Back in the distant past the only thing that mattered was the product. It had to be of the right quality and at the right price and be available when people wanted to buy it. Life was pretty simple. But then came the era of the service.
People wanted the same product quality and price but they wanted more, they wanted the product to be delivered at their convenience and gift wrapped if that was their fancy. Then things got even more complicated as service became commoditised, everyone was doing it, or if they weren’t customers would go elsewhere, so we entered what has been labelled the “experience economy”. An experience is different to a service; as Property Academy speaker Grant Leboff puts it so well, “a service is done for you whereas an experience is done with you.”
However, as thousands of businesses from across many sectors have created “experiences” for customers this now means that the very best need to up their game again in order to stand out. In my opinion this requires us to look at the customer as someone we have a relationship with, not just a transaction or even a series of transactions, but each and every one as an individual relationship. That’s tough but the rewards for getting it right are considerable.

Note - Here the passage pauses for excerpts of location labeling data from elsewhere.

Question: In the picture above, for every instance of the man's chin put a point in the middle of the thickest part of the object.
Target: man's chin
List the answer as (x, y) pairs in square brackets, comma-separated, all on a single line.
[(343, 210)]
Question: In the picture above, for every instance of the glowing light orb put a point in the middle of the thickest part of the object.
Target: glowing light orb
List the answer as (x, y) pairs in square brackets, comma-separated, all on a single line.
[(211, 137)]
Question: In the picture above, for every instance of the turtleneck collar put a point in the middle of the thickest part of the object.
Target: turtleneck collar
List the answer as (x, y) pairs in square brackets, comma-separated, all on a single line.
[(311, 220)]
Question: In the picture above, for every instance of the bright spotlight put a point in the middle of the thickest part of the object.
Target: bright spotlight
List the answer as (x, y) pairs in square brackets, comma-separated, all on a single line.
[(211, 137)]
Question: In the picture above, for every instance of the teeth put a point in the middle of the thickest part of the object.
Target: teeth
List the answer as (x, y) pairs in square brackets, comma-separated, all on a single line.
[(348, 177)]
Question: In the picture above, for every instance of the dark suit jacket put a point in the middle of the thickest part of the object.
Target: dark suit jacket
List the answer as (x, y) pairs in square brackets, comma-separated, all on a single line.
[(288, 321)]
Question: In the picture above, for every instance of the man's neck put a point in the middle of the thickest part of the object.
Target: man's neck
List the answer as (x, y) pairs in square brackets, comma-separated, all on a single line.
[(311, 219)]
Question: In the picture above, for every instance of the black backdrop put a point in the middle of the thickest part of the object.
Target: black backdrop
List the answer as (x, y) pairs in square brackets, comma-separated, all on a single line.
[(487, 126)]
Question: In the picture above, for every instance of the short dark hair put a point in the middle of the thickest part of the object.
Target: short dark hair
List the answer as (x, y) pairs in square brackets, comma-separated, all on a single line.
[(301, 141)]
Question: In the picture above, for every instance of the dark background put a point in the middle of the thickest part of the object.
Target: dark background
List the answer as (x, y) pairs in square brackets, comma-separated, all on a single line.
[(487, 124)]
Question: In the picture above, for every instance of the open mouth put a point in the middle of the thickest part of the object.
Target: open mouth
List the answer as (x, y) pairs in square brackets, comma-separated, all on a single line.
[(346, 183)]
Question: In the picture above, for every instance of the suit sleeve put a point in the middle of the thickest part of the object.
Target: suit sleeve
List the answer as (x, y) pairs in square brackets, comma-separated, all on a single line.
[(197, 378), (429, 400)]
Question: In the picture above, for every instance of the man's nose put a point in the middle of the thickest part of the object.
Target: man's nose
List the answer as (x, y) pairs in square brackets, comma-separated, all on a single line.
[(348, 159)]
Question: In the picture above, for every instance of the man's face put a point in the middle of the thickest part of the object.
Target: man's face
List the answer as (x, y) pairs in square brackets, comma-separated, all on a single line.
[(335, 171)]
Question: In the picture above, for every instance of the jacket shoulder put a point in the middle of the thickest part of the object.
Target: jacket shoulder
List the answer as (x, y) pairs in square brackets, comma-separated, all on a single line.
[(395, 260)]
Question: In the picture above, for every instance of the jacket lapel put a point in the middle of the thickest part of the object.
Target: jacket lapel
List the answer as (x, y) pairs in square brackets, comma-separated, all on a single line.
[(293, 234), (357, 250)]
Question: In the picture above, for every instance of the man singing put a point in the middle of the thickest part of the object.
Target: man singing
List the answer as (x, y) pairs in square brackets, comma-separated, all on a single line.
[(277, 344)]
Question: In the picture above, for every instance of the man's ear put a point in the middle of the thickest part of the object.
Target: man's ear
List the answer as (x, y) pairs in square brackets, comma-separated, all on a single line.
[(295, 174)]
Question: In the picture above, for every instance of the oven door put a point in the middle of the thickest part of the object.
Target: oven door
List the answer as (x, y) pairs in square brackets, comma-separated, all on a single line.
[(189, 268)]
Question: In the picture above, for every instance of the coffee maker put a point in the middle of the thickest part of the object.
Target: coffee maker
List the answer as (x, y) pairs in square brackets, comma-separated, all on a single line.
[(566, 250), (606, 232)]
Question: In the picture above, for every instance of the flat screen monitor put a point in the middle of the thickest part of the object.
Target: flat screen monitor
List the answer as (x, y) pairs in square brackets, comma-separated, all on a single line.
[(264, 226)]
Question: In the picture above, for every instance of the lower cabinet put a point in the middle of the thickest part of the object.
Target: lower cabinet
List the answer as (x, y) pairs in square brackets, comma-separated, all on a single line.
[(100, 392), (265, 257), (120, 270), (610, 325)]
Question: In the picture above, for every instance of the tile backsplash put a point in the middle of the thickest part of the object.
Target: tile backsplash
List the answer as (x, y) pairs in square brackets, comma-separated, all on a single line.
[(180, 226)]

Caroline Copland, a member of one of our Mastermind Groups, and Head of Marketing for JLL and boutique brand WAEllis, summed up perfectly what I’m saying about relationships when telling a story of her senior partner Lucy Morton a few Christmas’s ago.
Lucy was in a ski resort on holiday with her family and as she ascended on a ski lift for her first run of the day a landlord client called her mobile phone. Rather than letting the call go to voicemail, which many might have been tempted to do as it was Christmas Day after all, Lucy answered and then dealt with her client’s issue with an oven that wouldn’t work liaising with contractors back in London.
What this experience led to was the realisation that the WAEllis Property Management team could assist with all their clients property issues, not just those tenanted but owner occupiers homes as well. This in turn created the opportunity to forge a much closer relationship, for Lucy and her team to be the “go to” people, to become the trusted partners for all their clients’ property needs.
I think that anyone involved in the service industry in particular needs to think about moving from being an “agent” to being a “trusted advisor” instead. This requires a change of mindset and change of focus from new customer acquisition to existing customer relationship development.